Votre plan de financement
 
 

• Vous vous lancez dans l'achat de votre maison ou de votre appartement ?

Voici les points importants à respecter dans la construction de votre plan de financement. Suivez ces étapes pour préparer votre projet immobilier et son financement afin de souscrire votre crédit immobilier.

• Établir le coût total de votre projet immobilier

Vous venez de décider d'acquérir un bien immobilier, félicitations !
Pour parfaire votre calcul et ainsi avoir une idée très précise de l'enveloppe que vous allez allouer à cet investissement, voilà listés ci-dessous un certain nombre de frais qu'il convient de ne pas oublier puisqu'ils viennent s'ajouter au prix du bien lui-même :

— les honoraires d'agence ;
— les frais de notaire qui sont en fait essentiellement constitués de plusieurs taxes appelées « droits de mutation » et « émoluments du notaire » ;
— les frais liés au crédit immobilier : frais de dossier, assurance emprunteur, cautionnement, etc. ;
— les frais liés aux travaux, si nécessaire, avant de s'installer. En effet, il peut bien souvent être intéressant de remettre en état certaines parties de votre nouveau bien immobilier par vous-même. Bien évidemment, financièrement, cela présente un intérêt pour vous lors de l'achat du bien, mais il faut que vous fassiez établir des devis précis par tous les divers intervenants pour intégrer ces frais supplémentaires à votre plan de financement global ;
— les frais liés à des prestations éventuelles réalisées par des professionnels : architecte, expert, divers corps de métier, etc. ;
— les frais liés au déménagement ;
— sans oublier qu'en tant que propriétaire, vous aurez des charges fiscales supplémentaires telles que la taxe foncière qui vient s'ajouter à la taxe d'habitation.

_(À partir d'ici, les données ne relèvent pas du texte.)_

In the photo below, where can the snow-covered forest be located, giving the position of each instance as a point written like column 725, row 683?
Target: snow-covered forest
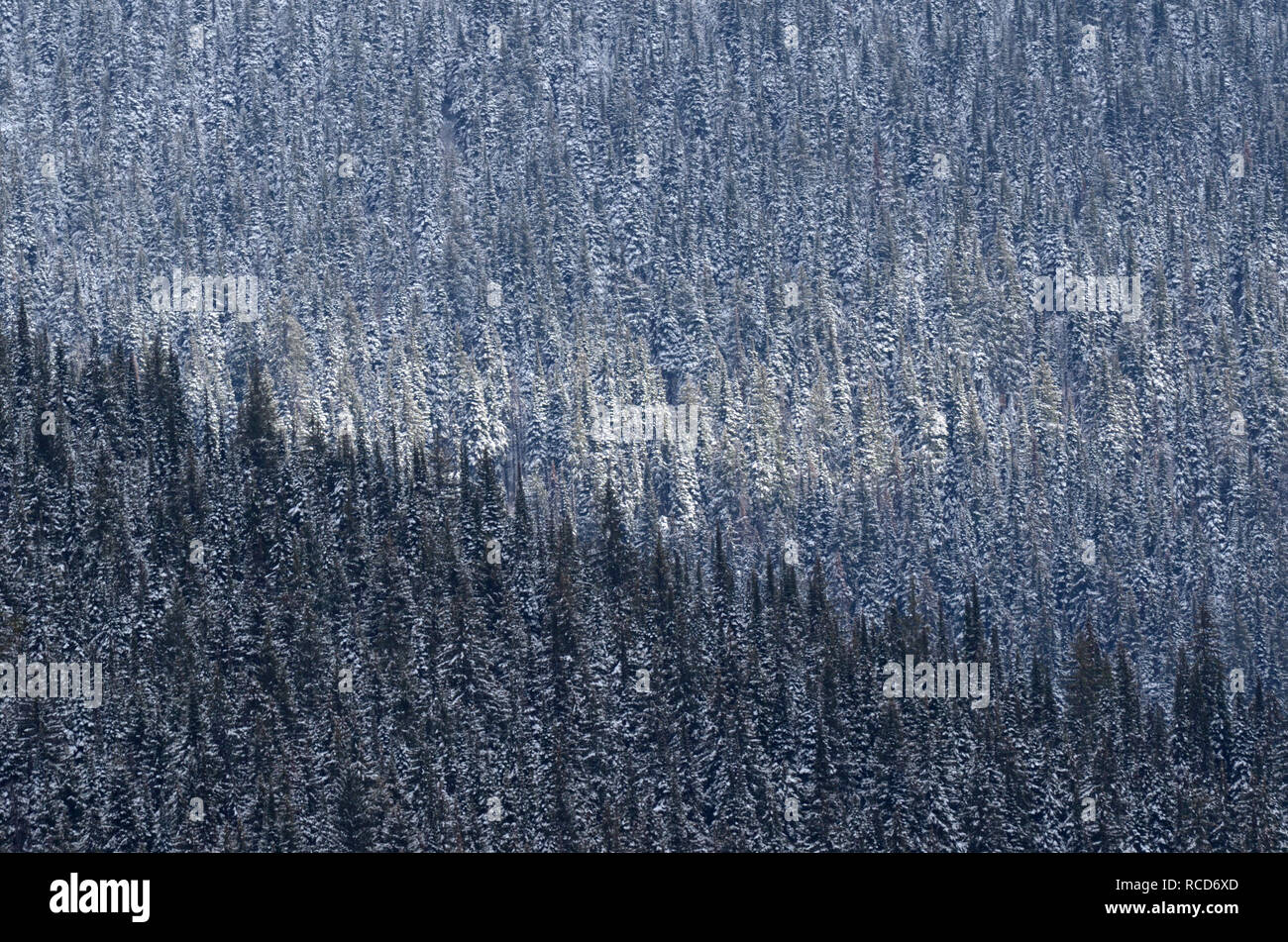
column 310, row 313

• Calcul du montant de votre apport personnel

Afin de limiter leur risque, mais aussi celui de l'acquéreur, les établissements bancaires demandent aux futurs emprunteurs de disposer d'un certain montant d'apport personnel. Ce montant est destiné à couvrir une partie des frais liés à l'acquisition et/ou partie du prix du bien.

• Montant minimal exigé

Si dans certains cas particuliers, par exemple dans le cas d'un investissement locatif ou d'un prêt pour financer des travaux, les banques peuvent accepter de financer l'intégralité de l'opération, en règle générale, plus le montant d'apport personnel est important, plus l'obtention du crédit sera facilitée. Dans le cas de l'acquisition d'une première résidence principale, les banques préfèrent que l'acheteur du bien immobilier dispose d'au moins 10 % d'apport personnel sur le prix de l'acquisition, plus les sommes nécessaires pour régler les frais de notaire et de garantie.
Si vous êtes acheteur, il faut garder à l'esprit que cette réquisition protège à la fois votre banquier ainsi que vous-même. En effet, si nous comprenons la position de la banque qui s'engage à vous prêter une importante somme, il apparaît comme évident que cette condition vous protège des coups durs en cas de problème de remboursement de prêt.
N'hésitez pas à nous contacter pour que nous puissions vous conseiller efficacement dans votre recherche. En effet, si nous ne sommes pas banquiers, nous sommes professionnels de l'immobilier et saurons vous guider et vous apporter toutes les informations nécessaires afin que votre acquisition se déroule dans les meilleures conditions.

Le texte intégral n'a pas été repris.